Published May 29, 2025
This photograph taken above Wiler shows the rest of the huge Birch Glacier that collapsed the day before and destroyed the evacuated small village of Blatten in the Swiss Alps, on May 29, 2025. — AFP
This photograph taken above Wiler shows the rest of the huge Birch Glacier that collapsed the day before and destroyed the evacuated small village of Blatten in the Swiss Alps, on May 29, 2025. — AFP
A small village of Blatten, in the Bietschhorn mountain of the Swiss Alps, destroyed by a landslide after part of the huge Birch Glacier collapsed and swallowed up by the river Lonza the day before, in Blatten on May 29, 2025. — AFP
A small village of Blatten, in the Bietschhorn mountain of the Swiss Alps, destroyed by a landslide after part of the huge Birch Glacier collapsed and swallowed up by the river Lonza the day before, in Blatten on May 29, 2025. — AFP

Swiss authorities on Thursday were monitoring for possible flood risk in a southern valley, following a massive glacier collapse that created a huge pile of debris after destroying a small village.

On Wednesday, the Birch glacier in Switzerland’s southern Valais (Wallis) region collapsed, sending tons of rock, ice and scree hurtling down the mountain slope and into the valley below.

The barrage largely destroyed the hamlet of Blatten, which had been home to 300 people and was evacuated last week due to the impending danger.

One person, a man aged 64, believed to be in the affected zone at the time, remained missing. A police spokesman said the difficult conditions had forced the search for him to be called off on Thursday afternoon.

Authorities declared a local state of emergency on Thursday as they monitor the situation after the huge pile of glacier debris, stretching some two kilometres, blocked the river Lonza.

“There is a serious risk of an ice jam that could flood the valley below,” Antoine Jacquod, a military security official, told the Keystone-ATS news agency. “We’re going to try to assess its dimensions today,” added Jacquod.

Authorities said an assessment would be made at 6pm (9pm PKT) from the nearby village of Ferden as to whether an approach to the zone could be attempted.

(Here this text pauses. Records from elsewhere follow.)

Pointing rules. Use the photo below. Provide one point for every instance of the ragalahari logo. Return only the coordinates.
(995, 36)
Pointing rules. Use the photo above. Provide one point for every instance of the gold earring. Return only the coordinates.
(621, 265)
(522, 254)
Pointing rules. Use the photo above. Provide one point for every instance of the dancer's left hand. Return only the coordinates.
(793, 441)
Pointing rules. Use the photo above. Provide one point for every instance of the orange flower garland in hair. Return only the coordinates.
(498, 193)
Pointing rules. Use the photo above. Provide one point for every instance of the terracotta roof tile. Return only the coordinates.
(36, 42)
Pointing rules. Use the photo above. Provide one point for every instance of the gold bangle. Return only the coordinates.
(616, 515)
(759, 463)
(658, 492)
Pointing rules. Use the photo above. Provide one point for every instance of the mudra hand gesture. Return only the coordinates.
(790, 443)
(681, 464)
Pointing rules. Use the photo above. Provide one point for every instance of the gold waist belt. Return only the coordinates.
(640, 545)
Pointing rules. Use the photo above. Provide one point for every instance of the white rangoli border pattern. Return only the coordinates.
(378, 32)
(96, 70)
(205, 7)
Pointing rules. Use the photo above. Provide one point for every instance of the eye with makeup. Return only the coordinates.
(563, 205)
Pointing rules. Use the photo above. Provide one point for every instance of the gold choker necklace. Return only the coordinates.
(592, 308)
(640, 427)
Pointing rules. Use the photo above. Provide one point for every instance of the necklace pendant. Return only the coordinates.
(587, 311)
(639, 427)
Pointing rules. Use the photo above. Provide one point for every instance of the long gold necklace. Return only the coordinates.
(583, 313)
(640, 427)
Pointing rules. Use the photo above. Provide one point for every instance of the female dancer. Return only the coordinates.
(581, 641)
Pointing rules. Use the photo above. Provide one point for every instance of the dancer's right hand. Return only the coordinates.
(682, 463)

As a precaution, 16 people were evacuated late on Wednesday from the villages of Wiler and Kippel located downstream from the disaster area in the Loetschental valley, known for scenic views stretching some 30km and home to around 1,500 people living in traditional villages.

 A small village of Blatten and its surroundings in the Bietschhorn mountain of the Swiss Alps, Switzerland on May 29, 2025 after it was destroyed the previous day by a landslide. — AFP
A small village of Blatten and its surroundings in the Bietschhorn mountain of the Swiss Alps, Switzerland on May 29, 2025 after it was destroyed the previous day by a landslide. — AFP

‘Not very stable’

“It’s like a mountain, and of course, it creates a small lake that gets bigger and bigger,” explained Raphael Mayoraz, the cantonal official in charge of natural hazard management, on Wednesday evening.

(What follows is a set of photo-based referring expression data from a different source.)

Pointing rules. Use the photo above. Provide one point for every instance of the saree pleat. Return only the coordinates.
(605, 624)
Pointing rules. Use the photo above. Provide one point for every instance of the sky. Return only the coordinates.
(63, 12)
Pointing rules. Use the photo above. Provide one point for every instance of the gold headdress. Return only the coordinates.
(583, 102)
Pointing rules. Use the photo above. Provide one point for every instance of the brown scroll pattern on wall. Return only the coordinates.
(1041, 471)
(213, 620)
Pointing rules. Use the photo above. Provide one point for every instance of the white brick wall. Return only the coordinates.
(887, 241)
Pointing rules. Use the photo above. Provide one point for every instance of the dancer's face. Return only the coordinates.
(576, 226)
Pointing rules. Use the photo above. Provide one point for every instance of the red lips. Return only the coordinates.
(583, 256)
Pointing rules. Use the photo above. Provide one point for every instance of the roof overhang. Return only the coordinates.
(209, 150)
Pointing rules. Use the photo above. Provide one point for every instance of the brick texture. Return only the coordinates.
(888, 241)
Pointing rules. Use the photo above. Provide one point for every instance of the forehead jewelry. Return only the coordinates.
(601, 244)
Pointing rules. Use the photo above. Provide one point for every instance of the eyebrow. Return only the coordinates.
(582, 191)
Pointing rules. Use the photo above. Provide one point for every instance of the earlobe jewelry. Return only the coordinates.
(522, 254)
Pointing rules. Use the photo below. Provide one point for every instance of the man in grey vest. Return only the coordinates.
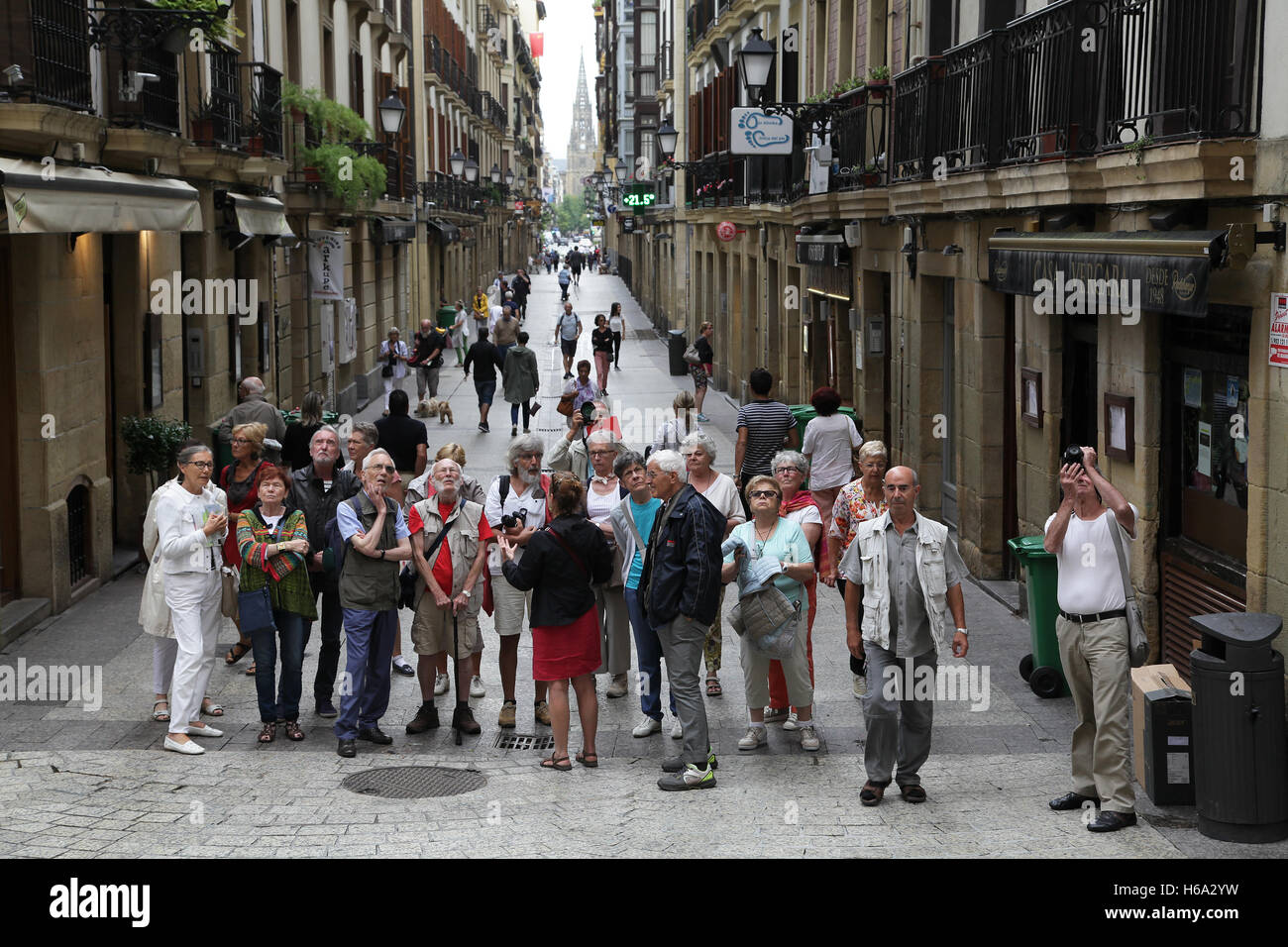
(377, 540)
(911, 574)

An artificial dam was preemptively emptied to receive the water pushed back by the wall of ice, earth and rubble. Were that water to overflow from the dam, authorities would need to consider evacuating the valley.

The level is rising 80 centimetres (31 inches) an hour, according to Swiss daily Le Temps.

The huge amount of debris makes the peaks overlooking the valley appear smaller, while a gaping hole can be seen on the side of the mountain from where the land slid down into the valley.

The Valais cantonal government has meanwhile asked the army, which set up a base camp in Turtmann on Wednesday and is readying helicopters for making an approach to the affected zone, to provide clearing equipment and pumps to secure the riverbed.

“The deposit … is not very stable, and debris flow is possible within the deposit itself [which] makes any intervention in the disaster area impossible for the time being,” cantonal authorities stated, adding there was risk on both sides of the valley.

They also warned of a risk of torrential lava within the debris deposit itself, preventing, for the time being, any intervention in the disaster area.

Seismic event

YouTube footage of the collapse showed a huge cloud of ice and rubble hurtling down the mountainside, into the valley, and partially up the mountain slope on the other side.

The force was such that Swiss monitoring stations registered the phenomenon as a seismic event.

According to Mayoraz, “three million cubic metres of rock fell suddenly onto the glacier, carrying it with them” down into the valley.

Warming temperatures have both shrunk the Alps’ glaciers and have made them more unstable.

Swiss glaciers, severely impacted by climate change, melted as much in 2022 and 2023 as between 1960 and 1990, losing in total about 10 per cent of their volume.

In late August 2017, approximately 3.1 million cubic meters of rock fell from Pizzo Cengalo, a mountain in the Alps in Graubuenden canton, near the Italian border, claiming the lives of eight hikers.

Some 500,000 cubic metres of rock and mud flowed as far as the town of Bondo, causing significant material damage but no casualties.